Mary O'Rourke obviously thinks it's well worth it. Our Public Enterprise Minister, already drunk with power after the Telecom launch, now reveals herself in a state of advanced electronic megalomania. The announcement of the deal is, she says, "the culmination of the vision outlined at all those seminars, interviews and Dail speeches over the past two years. Soon every man, woman and child in Ireland can avail of high-speed Internet access, and peripherality will no longer be an issue."

On the contrary, it may well be a bigger issue than ever, once it dawns on people how awful it is to dwell in the centre of things. Our mission therefore must be to promote a peripheral Ireland. There are many among us who have absolutely no desire to be at the hub of the universe, electronic or otherwise. We want to live and love, work and play, laugh or cry on the edge, the periphery, the border. We are used to being on the sidelines, and are happy there. We want to observe from a distance, to sit on the fence and feel free to lob our comments - derisive or approving, cajoling or combative - to the circus within. We are happy to gawk and giggle at the eager players, but wish to stay out of the ring at all costs. In the vast theatre of life, we are contented bit players, most of us delighted with non-speaking roles and damned if we ever want to step centre stage.

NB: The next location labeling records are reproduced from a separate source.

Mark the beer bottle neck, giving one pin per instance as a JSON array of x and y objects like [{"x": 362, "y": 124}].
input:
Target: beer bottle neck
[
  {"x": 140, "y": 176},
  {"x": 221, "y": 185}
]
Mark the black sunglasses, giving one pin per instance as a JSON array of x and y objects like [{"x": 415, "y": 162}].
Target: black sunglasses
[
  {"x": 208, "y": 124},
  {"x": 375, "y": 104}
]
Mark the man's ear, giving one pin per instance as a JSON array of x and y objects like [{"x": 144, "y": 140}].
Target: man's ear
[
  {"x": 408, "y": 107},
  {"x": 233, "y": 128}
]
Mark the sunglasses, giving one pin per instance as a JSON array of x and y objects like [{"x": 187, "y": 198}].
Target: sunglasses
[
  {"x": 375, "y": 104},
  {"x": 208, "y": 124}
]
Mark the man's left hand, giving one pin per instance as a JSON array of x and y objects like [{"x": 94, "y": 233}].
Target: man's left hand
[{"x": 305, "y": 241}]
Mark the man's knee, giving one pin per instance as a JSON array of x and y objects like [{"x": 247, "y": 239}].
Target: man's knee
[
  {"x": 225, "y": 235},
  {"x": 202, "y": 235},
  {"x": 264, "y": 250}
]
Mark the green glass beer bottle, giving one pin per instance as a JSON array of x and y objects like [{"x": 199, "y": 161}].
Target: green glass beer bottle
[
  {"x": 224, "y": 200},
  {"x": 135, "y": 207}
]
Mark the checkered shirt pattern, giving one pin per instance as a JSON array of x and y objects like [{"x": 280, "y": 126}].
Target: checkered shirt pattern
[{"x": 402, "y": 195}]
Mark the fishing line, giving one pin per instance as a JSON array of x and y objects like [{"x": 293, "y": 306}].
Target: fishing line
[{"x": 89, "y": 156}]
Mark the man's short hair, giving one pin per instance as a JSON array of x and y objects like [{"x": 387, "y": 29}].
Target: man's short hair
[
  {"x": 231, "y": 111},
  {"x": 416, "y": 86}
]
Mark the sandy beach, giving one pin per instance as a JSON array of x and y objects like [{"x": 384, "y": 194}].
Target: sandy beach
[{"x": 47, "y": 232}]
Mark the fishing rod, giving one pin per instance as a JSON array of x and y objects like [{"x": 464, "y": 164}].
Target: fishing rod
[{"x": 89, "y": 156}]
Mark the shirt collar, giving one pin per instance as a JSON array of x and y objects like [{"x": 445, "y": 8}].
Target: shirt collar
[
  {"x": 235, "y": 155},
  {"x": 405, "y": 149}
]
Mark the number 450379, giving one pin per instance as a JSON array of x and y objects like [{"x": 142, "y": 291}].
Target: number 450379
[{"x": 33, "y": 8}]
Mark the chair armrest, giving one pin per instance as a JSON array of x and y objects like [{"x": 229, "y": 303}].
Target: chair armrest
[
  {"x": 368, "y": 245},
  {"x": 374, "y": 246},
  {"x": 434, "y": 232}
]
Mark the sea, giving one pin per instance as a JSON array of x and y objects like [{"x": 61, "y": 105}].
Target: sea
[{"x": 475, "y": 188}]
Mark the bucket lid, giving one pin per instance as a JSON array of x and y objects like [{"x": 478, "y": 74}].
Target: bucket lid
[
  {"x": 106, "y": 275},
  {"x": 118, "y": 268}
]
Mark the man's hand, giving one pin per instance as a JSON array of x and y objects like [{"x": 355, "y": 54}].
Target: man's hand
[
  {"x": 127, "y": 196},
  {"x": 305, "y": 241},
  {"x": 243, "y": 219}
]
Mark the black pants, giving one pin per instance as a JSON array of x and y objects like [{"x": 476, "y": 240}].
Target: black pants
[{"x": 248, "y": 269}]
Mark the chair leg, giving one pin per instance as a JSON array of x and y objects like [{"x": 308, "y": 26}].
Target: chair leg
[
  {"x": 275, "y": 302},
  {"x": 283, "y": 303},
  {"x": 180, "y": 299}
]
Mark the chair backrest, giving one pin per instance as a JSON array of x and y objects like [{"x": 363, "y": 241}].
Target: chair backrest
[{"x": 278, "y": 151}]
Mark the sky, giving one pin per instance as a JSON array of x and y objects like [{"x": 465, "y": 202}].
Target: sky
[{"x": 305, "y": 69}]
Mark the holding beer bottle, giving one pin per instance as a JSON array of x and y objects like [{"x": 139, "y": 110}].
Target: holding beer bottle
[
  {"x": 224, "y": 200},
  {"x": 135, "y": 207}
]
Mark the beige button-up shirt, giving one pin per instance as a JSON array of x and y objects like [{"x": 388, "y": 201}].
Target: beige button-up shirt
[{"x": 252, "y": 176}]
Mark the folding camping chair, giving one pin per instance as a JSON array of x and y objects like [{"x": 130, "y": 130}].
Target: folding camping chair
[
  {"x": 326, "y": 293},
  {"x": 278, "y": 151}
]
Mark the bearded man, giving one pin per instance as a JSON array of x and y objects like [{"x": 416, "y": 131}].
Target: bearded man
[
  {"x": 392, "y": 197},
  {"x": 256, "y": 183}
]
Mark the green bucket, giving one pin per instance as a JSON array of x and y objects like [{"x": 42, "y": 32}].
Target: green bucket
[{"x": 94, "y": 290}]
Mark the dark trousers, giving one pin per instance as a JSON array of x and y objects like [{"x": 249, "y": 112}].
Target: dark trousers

And we are not going to be dragged in by Mary O'Rourke or anyone else.

After all, where would the centre be without us peripherals? It would have no definition. It would not exist, even as a concept.

We are not joiners, but adjoiners. We are littoral, frontiers-people, out-linear and circumferential. We are on the rim, the margin, the fringe, the hem, the wayside, far out on the widening gyre, in quiet backwaters. Guarding our privacy, we shun spotlight and scrum and the entire chaotic concentric crush. We are the skirting to the room of life.

Eccentricity is our norm. We in the peripheral movement are borderline cases in the best sense of the term, and from our point of view it is the rest of you who are mad.